Un certain jour de marché, le maître, qui avait dessein de régaler quelques-uns de ses amis, commanda d'acheter à son esclave, ce qu'il y aurait de meilleur, et rien d'autre.

Je t'apprendrai, se dit en soi-même le Phrygien, à spécifier ce que tu souhaites, sans t'en remettre à la discrétion d'un esclave.

Il n'acheta que des langues, qu'il fit accommoder à toutes les sauces. L'entrée, le second, l'entremets, tout ne fut que langues.


Les conviés louèrent d'abord le choix de ce mets ; à la fin, ils s'en dégoûtèrent.
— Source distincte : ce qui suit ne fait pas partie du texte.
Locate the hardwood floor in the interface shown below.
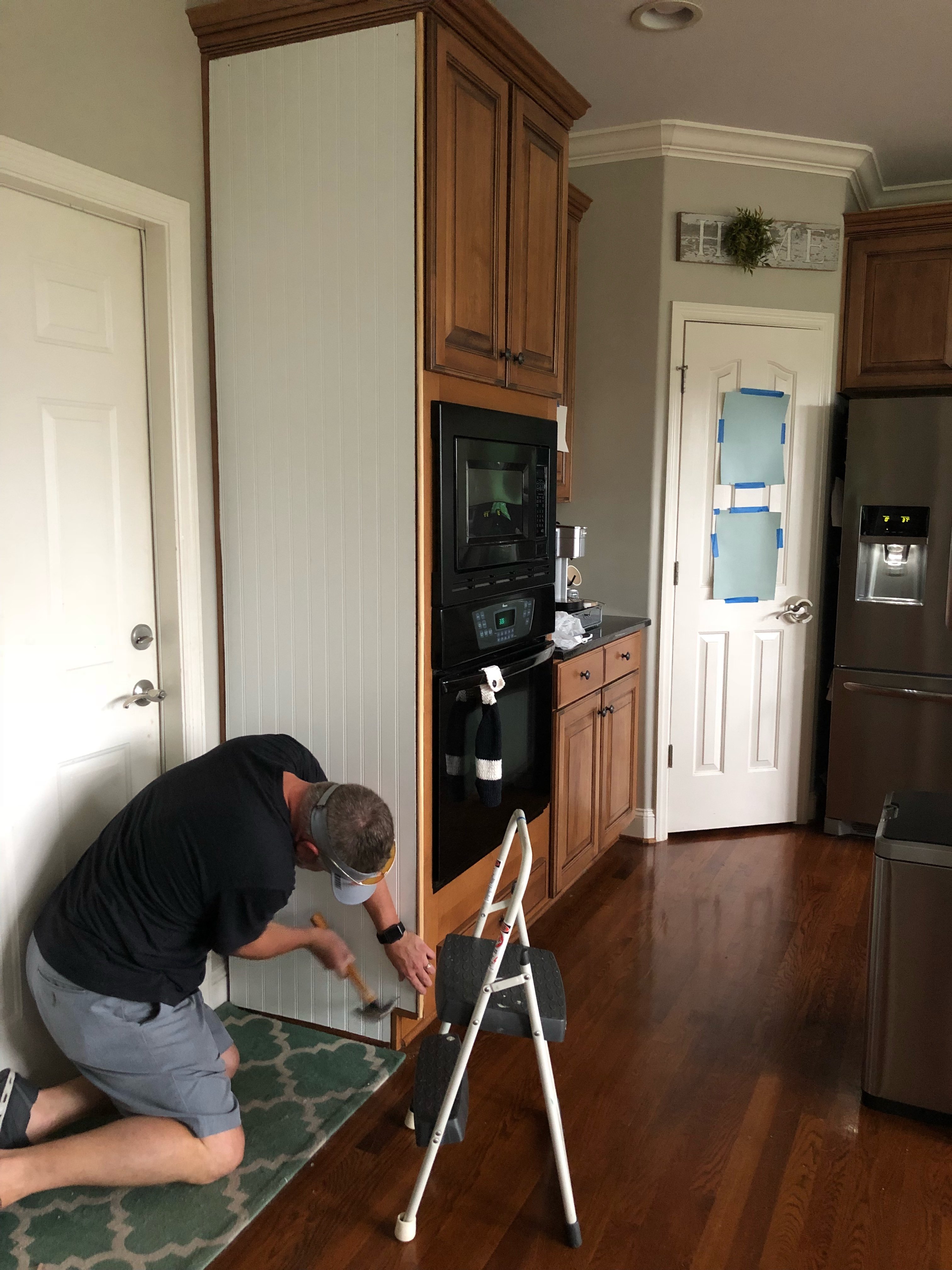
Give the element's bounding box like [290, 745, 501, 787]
[214, 828, 952, 1270]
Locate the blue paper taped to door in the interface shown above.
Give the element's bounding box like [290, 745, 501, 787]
[713, 508, 781, 602]
[718, 389, 790, 485]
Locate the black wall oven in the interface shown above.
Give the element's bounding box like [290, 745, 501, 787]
[433, 401, 556, 604]
[433, 401, 556, 891]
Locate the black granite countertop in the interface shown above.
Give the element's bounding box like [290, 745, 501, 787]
[553, 613, 651, 662]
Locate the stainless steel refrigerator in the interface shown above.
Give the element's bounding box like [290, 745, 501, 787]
[825, 396, 952, 834]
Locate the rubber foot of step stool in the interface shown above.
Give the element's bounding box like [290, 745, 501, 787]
[394, 1213, 416, 1243]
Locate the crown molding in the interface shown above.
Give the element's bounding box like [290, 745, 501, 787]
[569, 119, 952, 211]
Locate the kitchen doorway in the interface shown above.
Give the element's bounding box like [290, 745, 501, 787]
[656, 305, 834, 839]
[0, 137, 206, 1082]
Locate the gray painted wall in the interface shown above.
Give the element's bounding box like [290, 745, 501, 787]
[560, 159, 856, 828]
[0, 0, 218, 746]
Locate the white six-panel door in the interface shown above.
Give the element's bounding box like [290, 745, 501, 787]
[0, 188, 160, 1078]
[661, 315, 830, 832]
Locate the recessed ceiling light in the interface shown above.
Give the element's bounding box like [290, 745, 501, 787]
[631, 0, 705, 31]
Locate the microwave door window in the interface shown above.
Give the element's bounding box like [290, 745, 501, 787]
[466, 460, 528, 542]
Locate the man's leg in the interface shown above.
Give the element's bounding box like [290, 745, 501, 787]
[27, 1076, 112, 1143]
[0, 1116, 245, 1208]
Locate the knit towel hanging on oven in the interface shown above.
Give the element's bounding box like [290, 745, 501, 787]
[476, 666, 505, 806]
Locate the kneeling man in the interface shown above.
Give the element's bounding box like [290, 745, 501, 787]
[0, 735, 435, 1206]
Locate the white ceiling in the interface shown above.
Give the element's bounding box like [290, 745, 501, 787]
[494, 0, 952, 184]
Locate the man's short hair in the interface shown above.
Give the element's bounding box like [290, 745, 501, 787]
[309, 785, 394, 872]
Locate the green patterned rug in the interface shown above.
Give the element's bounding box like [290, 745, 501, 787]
[0, 1006, 404, 1270]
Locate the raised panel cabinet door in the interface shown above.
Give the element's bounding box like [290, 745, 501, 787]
[842, 222, 952, 390]
[598, 671, 638, 851]
[552, 692, 602, 895]
[507, 89, 569, 396]
[427, 24, 509, 384]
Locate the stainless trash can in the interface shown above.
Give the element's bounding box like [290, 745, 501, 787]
[862, 791, 952, 1114]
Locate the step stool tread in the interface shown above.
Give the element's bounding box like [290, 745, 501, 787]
[437, 935, 566, 1041]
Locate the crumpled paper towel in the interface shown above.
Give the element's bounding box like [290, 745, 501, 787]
[552, 608, 592, 653]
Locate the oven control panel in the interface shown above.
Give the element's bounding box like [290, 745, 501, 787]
[472, 598, 536, 651]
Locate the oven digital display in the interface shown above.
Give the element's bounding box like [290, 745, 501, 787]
[859, 503, 929, 539]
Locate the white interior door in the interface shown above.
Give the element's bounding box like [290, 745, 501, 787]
[668, 315, 830, 832]
[0, 189, 160, 1079]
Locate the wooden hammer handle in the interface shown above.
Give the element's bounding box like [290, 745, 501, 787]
[311, 913, 377, 1006]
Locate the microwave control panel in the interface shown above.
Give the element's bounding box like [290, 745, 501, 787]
[472, 598, 536, 651]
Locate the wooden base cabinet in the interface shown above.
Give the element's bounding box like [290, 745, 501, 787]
[551, 645, 638, 895]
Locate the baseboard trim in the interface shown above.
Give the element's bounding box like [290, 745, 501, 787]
[622, 806, 655, 842]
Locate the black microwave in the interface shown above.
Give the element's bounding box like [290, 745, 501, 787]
[433, 401, 556, 606]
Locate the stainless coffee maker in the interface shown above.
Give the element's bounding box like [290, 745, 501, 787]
[556, 524, 602, 629]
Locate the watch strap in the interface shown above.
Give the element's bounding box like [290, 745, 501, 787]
[377, 922, 406, 944]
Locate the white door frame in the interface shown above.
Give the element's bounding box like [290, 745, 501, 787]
[655, 300, 836, 842]
[0, 136, 206, 768]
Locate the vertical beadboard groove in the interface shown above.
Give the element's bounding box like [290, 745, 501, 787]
[209, 22, 418, 1039]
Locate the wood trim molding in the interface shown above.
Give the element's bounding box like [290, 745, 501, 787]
[187, 0, 589, 128]
[0, 136, 207, 767]
[569, 181, 592, 221]
[569, 119, 952, 211]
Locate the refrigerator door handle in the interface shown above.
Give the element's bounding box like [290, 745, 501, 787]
[843, 679, 952, 705]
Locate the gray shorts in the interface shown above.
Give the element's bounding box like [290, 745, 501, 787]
[27, 935, 241, 1138]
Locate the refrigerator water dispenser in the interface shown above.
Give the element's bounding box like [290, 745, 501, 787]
[856, 504, 929, 604]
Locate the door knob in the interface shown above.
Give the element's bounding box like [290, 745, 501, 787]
[774, 596, 814, 626]
[122, 679, 167, 710]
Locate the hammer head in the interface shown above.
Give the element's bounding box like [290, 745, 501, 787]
[354, 997, 396, 1021]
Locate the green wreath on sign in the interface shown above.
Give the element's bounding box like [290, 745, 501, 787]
[722, 207, 773, 273]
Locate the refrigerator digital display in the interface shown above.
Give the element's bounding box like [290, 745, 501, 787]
[859, 503, 929, 539]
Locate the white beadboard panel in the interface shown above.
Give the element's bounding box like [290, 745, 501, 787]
[209, 22, 416, 1039]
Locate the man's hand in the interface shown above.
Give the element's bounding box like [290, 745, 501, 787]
[307, 930, 354, 979]
[383, 931, 437, 992]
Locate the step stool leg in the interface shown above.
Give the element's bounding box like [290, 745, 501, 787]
[519, 949, 581, 1248]
[394, 987, 490, 1243]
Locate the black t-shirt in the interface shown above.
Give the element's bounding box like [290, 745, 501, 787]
[33, 735, 326, 1006]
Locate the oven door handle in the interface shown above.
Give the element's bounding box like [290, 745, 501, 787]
[439, 644, 555, 692]
[843, 681, 952, 705]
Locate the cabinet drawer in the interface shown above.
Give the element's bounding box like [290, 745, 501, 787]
[556, 648, 604, 710]
[602, 631, 641, 683]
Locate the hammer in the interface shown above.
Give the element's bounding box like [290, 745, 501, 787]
[311, 913, 396, 1019]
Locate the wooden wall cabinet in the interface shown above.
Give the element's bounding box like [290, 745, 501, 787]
[551, 632, 641, 895]
[556, 184, 592, 503]
[427, 20, 569, 396]
[840, 203, 952, 392]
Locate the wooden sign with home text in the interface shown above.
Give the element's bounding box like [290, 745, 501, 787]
[677, 212, 842, 269]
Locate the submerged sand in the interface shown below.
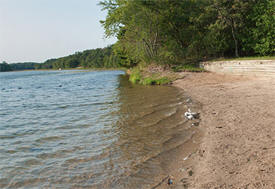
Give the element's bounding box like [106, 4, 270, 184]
[170, 73, 275, 189]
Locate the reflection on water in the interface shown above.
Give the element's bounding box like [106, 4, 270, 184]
[0, 71, 196, 188]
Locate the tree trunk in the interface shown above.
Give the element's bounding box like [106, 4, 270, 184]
[231, 20, 239, 57]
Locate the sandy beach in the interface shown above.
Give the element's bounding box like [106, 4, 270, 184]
[171, 73, 275, 189]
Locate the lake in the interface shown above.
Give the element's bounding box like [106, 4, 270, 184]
[0, 70, 195, 188]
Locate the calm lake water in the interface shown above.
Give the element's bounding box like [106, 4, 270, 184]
[0, 70, 195, 188]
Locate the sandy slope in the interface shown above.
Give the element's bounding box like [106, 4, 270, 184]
[174, 73, 275, 189]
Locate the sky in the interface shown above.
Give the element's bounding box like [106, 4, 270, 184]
[0, 0, 116, 63]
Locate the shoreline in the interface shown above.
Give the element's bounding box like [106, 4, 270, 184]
[173, 73, 275, 188]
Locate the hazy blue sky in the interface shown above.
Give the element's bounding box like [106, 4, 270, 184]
[0, 0, 115, 63]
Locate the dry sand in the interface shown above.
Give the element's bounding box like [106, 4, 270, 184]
[170, 73, 275, 189]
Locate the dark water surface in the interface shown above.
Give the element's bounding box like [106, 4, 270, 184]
[0, 70, 194, 188]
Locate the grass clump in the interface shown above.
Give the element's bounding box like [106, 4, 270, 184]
[128, 66, 175, 85]
[129, 69, 141, 84]
[172, 64, 205, 72]
[140, 77, 172, 85]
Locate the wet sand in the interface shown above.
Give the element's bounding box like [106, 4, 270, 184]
[171, 73, 275, 189]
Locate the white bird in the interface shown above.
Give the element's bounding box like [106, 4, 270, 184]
[184, 109, 199, 120]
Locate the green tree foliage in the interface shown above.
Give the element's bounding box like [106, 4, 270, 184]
[100, 0, 275, 67]
[0, 62, 12, 72]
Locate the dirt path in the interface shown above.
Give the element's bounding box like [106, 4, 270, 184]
[174, 73, 275, 189]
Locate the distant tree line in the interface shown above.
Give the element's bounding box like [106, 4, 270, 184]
[35, 46, 121, 69]
[100, 0, 275, 66]
[0, 46, 123, 71]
- Ne t'ai-je pas commandé, dit le maître, d'acheter ce qu'il y aurait de meilleur ?

- Et qu'y a-t-il de meilleur que la langue ? reprise l’esclave Ésope. C'est le lien de la vie civile, la clef des sciences, l'organe de la vérité et de la raison. Par elle, on bâtit les villes et on les police ; on instruit ; on persuade ; on règne dans les assemblées ; on s'acquitte du premier de tous les devoirs, qui est de louer les dieux.

- Bien, dit le maître, qui prétendait l'attraper, achète-moi demain ce qui est de pire : ces mêmes personnes viendront chez moi ; et je veux diversifier.

Le lendemain Ésope ne fit servir que le même mets, disant que la langue est la pire chose qui soit au monde. C'est la mère de tous débats, la nourrice des procès, la source des divisions et des guerres. Si l'on dit qu'elle est l'organe de la vérité, c'est aussi celui de l'erreur, et qui pis est de la calomnie. Par elle on détruit les villes, on persuade de méchantes choses. Si d'un côté elle loue les dieux, de l'autre elle profère des blasphèmes contre leur puissance.

Quelqu'un de la compagnie dit au maître que véritablement cet esclave lui était fort nécessaire ; car il savait le mieux du monde exercer la patience d'un philosophe.